ブログはタイトルが非常に大事!ということで、ブログを書いているとどうしてもタイトルが気になってしまいます。

感じたのは、『クロスロード』という言葉の持つ影響力が弱い、この言葉から内容が全く想像できないということです。

 

映画のタイトル『クロスロード』。この単語を聞いてみなさんが思い浮かべるのは何でしょうか?
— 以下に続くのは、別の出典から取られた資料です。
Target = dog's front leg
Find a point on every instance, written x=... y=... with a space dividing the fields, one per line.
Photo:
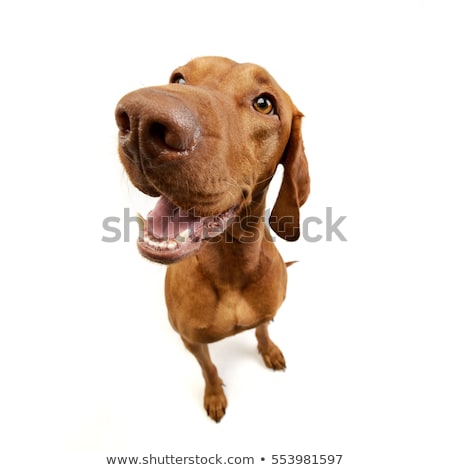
x=215 y=401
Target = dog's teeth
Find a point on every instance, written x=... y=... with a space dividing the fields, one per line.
x=140 y=217
x=161 y=244
x=183 y=236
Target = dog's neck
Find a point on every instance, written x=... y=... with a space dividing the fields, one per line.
x=245 y=245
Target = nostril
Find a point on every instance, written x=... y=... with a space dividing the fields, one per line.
x=123 y=122
x=170 y=136
x=157 y=132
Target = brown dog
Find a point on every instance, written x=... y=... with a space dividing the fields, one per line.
x=208 y=144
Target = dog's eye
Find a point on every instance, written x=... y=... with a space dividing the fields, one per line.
x=263 y=104
x=178 y=78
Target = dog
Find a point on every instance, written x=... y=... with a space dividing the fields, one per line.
x=208 y=144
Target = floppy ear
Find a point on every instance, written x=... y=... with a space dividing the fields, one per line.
x=285 y=217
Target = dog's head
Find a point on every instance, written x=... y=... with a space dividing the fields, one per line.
x=208 y=144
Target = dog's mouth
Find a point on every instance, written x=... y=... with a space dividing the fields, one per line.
x=171 y=233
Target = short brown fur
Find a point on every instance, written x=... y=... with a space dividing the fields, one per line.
x=236 y=280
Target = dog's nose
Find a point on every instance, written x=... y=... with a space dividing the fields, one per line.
x=157 y=125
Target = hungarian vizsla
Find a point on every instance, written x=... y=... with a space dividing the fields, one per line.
x=208 y=145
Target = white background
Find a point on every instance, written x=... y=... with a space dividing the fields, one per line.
x=89 y=364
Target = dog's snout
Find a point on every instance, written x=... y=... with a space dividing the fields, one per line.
x=156 y=125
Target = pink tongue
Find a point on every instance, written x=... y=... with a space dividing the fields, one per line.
x=167 y=221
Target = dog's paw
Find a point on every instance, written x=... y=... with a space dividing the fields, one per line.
x=272 y=356
x=215 y=403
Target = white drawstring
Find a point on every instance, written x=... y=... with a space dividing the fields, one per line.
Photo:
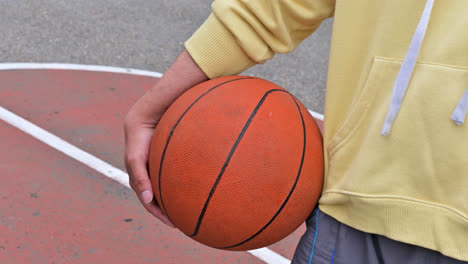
x=406 y=70
x=459 y=114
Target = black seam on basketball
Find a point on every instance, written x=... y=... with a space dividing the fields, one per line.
x=292 y=189
x=218 y=179
x=175 y=126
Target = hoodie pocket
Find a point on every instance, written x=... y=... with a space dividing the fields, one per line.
x=425 y=156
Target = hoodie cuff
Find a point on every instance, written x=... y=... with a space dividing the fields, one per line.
x=215 y=50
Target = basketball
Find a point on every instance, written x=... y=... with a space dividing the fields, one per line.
x=236 y=163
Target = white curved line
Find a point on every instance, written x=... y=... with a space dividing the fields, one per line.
x=98 y=68
x=265 y=254
x=81 y=67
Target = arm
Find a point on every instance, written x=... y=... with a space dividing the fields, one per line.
x=237 y=35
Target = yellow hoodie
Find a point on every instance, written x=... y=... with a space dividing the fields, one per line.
x=395 y=145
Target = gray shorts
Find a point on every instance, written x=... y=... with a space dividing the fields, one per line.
x=328 y=241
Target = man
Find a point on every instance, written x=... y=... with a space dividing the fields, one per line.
x=395 y=189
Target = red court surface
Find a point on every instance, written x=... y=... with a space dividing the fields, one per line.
x=55 y=209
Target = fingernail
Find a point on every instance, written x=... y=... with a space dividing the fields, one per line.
x=147 y=196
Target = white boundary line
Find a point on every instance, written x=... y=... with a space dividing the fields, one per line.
x=81 y=67
x=265 y=254
x=98 y=68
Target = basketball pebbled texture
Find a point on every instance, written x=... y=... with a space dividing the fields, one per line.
x=237 y=163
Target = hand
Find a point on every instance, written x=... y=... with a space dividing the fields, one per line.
x=141 y=122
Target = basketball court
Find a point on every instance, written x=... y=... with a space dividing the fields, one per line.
x=64 y=191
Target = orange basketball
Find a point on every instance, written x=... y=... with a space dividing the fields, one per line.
x=236 y=163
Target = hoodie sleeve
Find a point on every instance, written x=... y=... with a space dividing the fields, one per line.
x=241 y=33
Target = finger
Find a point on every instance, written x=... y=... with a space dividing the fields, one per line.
x=155 y=210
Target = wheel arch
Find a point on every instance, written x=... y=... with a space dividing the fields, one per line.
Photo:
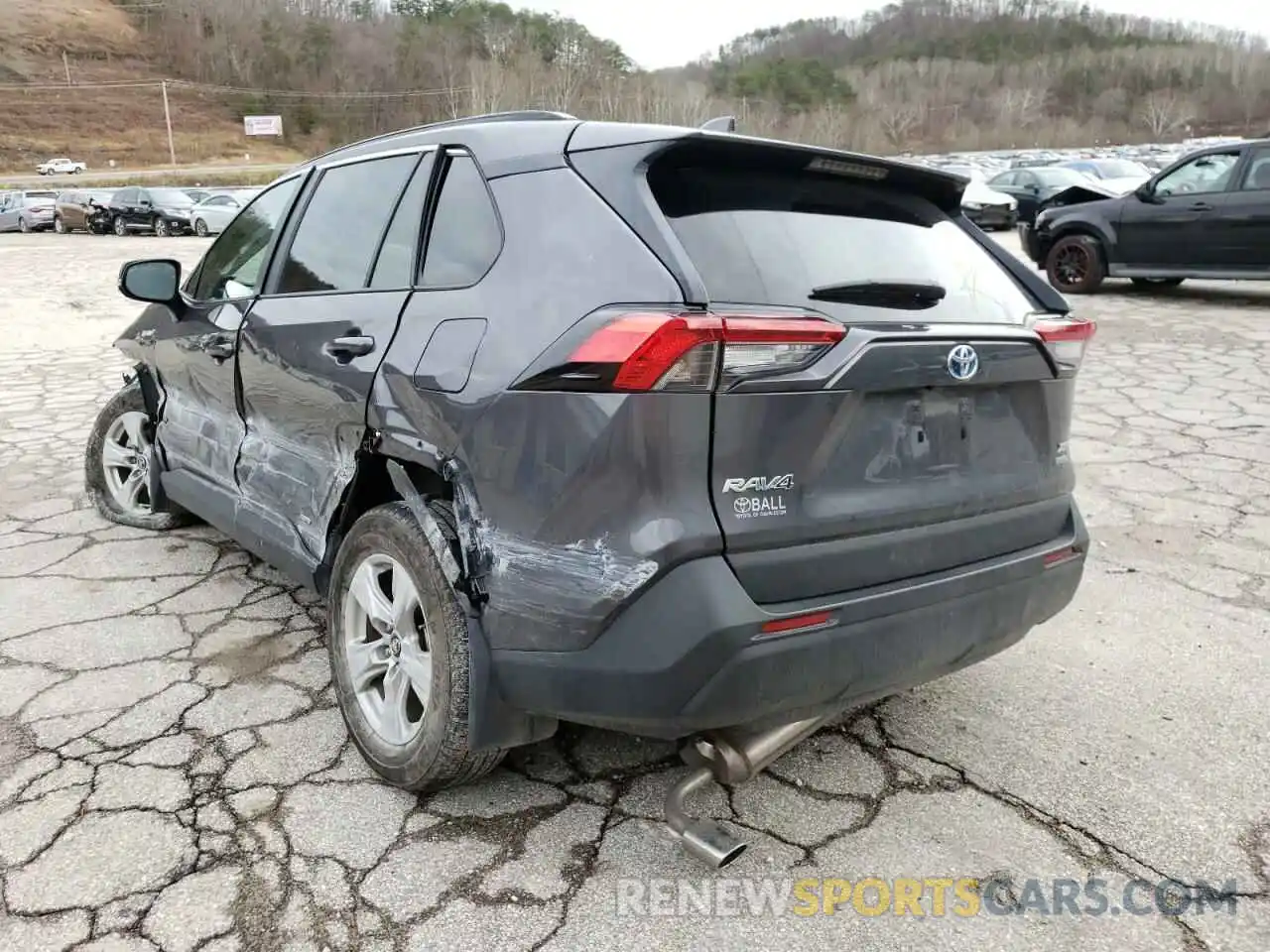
x=381 y=479
x=1079 y=227
x=370 y=486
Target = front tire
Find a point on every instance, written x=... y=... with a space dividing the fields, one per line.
x=1075 y=264
x=116 y=465
x=398 y=643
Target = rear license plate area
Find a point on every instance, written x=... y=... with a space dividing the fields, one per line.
x=929 y=436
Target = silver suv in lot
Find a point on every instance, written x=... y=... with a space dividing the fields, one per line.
x=27 y=211
x=666 y=430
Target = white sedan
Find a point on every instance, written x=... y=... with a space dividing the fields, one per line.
x=214 y=212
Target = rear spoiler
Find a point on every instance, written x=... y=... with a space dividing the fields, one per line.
x=722 y=123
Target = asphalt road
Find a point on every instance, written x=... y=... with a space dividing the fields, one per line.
x=93 y=176
x=175 y=775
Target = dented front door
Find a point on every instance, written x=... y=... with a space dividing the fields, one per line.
x=199 y=428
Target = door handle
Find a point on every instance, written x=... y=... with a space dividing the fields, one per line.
x=218 y=348
x=344 y=349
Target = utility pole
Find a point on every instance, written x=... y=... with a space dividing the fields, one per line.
x=167 y=118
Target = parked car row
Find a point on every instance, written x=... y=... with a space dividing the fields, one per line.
x=127 y=211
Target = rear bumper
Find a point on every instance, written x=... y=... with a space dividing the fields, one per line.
x=685 y=657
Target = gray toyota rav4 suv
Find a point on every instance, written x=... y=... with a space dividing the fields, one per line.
x=668 y=430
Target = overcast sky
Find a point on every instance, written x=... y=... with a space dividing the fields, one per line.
x=658 y=33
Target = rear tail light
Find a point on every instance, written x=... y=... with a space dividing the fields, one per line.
x=1066 y=339
x=676 y=352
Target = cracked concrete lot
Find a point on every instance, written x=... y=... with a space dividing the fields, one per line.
x=175 y=774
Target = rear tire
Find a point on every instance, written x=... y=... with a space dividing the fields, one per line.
x=386 y=553
x=123 y=426
x=1157 y=282
x=1075 y=264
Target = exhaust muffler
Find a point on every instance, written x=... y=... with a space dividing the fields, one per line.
x=729 y=757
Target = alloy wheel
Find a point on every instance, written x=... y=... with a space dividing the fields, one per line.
x=386 y=649
x=1072 y=264
x=126 y=461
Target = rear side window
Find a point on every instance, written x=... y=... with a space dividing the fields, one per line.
x=772 y=238
x=466 y=235
x=395 y=264
x=340 y=229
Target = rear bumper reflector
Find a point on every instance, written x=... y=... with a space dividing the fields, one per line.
x=797 y=622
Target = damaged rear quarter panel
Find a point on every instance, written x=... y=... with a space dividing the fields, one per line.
x=576 y=499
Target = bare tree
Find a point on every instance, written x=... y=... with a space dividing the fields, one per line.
x=1164 y=113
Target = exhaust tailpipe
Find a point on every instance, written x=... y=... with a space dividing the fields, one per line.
x=729 y=758
x=703 y=839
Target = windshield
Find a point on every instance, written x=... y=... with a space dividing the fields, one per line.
x=169 y=195
x=1119 y=169
x=770 y=239
x=1060 y=178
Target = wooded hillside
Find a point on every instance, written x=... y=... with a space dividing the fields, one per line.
x=919 y=75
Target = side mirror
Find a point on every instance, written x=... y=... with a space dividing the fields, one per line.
x=154 y=282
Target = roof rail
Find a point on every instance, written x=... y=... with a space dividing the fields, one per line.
x=721 y=123
x=515 y=116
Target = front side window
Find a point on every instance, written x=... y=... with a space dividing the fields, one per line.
x=466 y=235
x=1207 y=173
x=341 y=226
x=231 y=268
x=1257 y=177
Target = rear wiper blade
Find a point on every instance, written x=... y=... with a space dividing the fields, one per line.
x=898 y=295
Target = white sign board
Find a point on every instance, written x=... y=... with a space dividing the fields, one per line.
x=262 y=125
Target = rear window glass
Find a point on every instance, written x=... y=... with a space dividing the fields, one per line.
x=771 y=238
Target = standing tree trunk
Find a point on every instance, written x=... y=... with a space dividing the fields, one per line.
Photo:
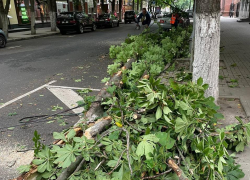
x=113 y=6
x=102 y=6
x=137 y=5
x=3 y=15
x=32 y=14
x=207 y=45
x=52 y=14
x=120 y=10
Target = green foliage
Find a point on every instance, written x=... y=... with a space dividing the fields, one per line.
x=37 y=144
x=87 y=100
x=176 y=120
x=24 y=168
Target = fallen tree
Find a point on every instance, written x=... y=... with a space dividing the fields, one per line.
x=147 y=130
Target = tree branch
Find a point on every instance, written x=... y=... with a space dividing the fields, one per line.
x=129 y=163
x=153 y=177
x=117 y=164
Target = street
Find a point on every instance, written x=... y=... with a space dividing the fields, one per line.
x=72 y=60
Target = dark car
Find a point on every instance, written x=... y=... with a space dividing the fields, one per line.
x=3 y=39
x=129 y=16
x=107 y=20
x=74 y=21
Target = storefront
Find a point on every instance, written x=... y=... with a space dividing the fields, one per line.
x=19 y=13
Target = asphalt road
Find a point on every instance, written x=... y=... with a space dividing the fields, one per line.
x=75 y=60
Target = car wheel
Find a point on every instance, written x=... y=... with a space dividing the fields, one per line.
x=2 y=41
x=62 y=32
x=93 y=27
x=80 y=29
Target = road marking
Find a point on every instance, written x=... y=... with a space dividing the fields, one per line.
x=77 y=88
x=26 y=94
x=68 y=97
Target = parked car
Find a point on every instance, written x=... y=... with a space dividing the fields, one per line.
x=74 y=21
x=190 y=13
x=107 y=20
x=129 y=16
x=3 y=39
x=164 y=21
x=159 y=15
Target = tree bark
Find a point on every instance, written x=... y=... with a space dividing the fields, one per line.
x=120 y=10
x=32 y=13
x=4 y=20
x=207 y=43
x=137 y=5
x=113 y=6
x=3 y=15
x=52 y=14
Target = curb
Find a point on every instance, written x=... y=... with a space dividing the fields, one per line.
x=244 y=102
x=33 y=37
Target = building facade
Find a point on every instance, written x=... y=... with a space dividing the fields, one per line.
x=228 y=6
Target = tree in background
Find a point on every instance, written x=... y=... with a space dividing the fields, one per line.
x=120 y=10
x=207 y=44
x=32 y=16
x=52 y=14
x=113 y=6
x=3 y=15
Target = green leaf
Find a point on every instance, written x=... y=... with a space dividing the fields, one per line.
x=184 y=105
x=173 y=84
x=158 y=114
x=247 y=131
x=67 y=155
x=147 y=146
x=165 y=139
x=218 y=116
x=239 y=119
x=200 y=81
x=57 y=135
x=114 y=135
x=166 y=110
x=112 y=163
x=240 y=147
x=220 y=166
x=205 y=86
x=180 y=125
x=167 y=119
x=71 y=134
x=23 y=168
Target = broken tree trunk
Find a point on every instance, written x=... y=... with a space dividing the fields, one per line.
x=96 y=109
x=98 y=127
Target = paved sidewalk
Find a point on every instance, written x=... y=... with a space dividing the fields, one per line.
x=40 y=32
x=235 y=72
x=235 y=60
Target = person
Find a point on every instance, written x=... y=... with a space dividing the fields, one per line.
x=145 y=18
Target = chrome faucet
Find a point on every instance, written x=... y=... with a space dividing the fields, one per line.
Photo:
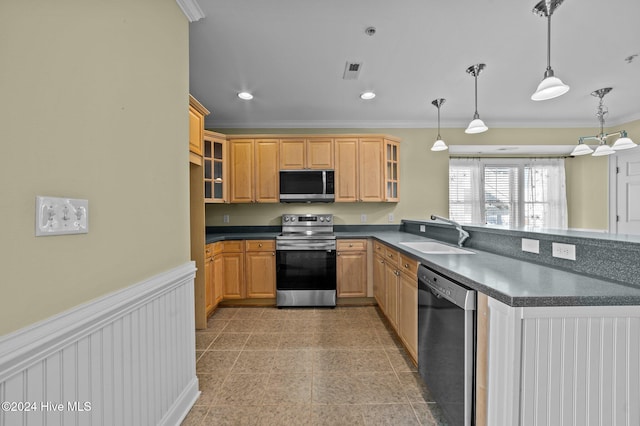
x=462 y=234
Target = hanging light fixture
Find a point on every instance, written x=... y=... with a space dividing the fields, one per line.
x=439 y=144
x=551 y=86
x=603 y=148
x=476 y=125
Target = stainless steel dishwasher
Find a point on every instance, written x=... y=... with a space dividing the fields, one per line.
x=447 y=344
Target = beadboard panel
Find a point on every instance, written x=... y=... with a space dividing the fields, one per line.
x=574 y=366
x=130 y=355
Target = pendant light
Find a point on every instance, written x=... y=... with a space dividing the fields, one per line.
x=476 y=125
x=623 y=142
x=439 y=144
x=551 y=86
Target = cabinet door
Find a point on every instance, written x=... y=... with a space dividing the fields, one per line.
x=392 y=171
x=215 y=168
x=379 y=290
x=408 y=313
x=233 y=272
x=267 y=175
x=292 y=153
x=261 y=274
x=346 y=162
x=351 y=268
x=218 y=278
x=209 y=290
x=371 y=170
x=391 y=286
x=241 y=156
x=319 y=153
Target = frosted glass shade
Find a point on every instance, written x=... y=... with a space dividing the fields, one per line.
x=549 y=88
x=623 y=143
x=439 y=145
x=603 y=149
x=476 y=126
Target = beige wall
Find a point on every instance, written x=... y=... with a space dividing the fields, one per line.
x=94 y=105
x=424 y=178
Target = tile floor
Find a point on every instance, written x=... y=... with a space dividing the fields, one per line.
x=342 y=366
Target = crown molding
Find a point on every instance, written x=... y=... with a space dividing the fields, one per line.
x=191 y=9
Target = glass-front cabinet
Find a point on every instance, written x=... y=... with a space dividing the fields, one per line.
x=392 y=170
x=215 y=173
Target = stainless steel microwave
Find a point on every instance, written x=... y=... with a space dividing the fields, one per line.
x=307 y=186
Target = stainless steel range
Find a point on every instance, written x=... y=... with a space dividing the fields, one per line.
x=306 y=261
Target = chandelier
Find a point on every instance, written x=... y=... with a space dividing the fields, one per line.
x=623 y=142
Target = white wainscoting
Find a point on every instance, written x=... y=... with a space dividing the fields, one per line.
x=130 y=355
x=564 y=366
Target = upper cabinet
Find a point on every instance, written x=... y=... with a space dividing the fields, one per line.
x=361 y=169
x=306 y=153
x=215 y=167
x=197 y=112
x=366 y=166
x=254 y=173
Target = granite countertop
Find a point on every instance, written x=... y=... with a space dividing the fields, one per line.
x=514 y=282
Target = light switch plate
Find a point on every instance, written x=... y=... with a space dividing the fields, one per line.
x=61 y=216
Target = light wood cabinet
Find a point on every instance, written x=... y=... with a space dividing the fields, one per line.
x=306 y=153
x=351 y=268
x=346 y=171
x=254 y=170
x=233 y=270
x=215 y=167
x=360 y=170
x=213 y=276
x=261 y=268
x=396 y=290
x=267 y=177
x=197 y=112
x=392 y=170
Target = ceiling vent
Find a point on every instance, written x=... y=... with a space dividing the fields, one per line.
x=352 y=70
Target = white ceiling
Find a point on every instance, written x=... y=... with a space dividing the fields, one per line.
x=291 y=55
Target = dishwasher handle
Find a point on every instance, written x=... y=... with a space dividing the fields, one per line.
x=443 y=287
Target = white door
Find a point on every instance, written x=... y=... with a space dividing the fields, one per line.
x=626 y=201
私は、Mr.Childrenのクロスロードという曲です。他にも、調べてみるとHONDAの車名や同名のアメリカ映画がありました。

こういったイメージを持つ人が本作の事を調べてみて、「なーんだ、自分が思ったのと全然違うじゃん」と思われてしまうと、協力隊に興味がない限り観てもらうことはできないと思います。

 

例えば、『進撃の巨人』とか、『スターウォーズ』であれば、短いタイトルであっても内容が伝わります。そうでもないのに、「観てもらえればタイトルの意味が分かる!」ではダメです。観たいと思えるようなタイトルを付けなければ人は集まりません。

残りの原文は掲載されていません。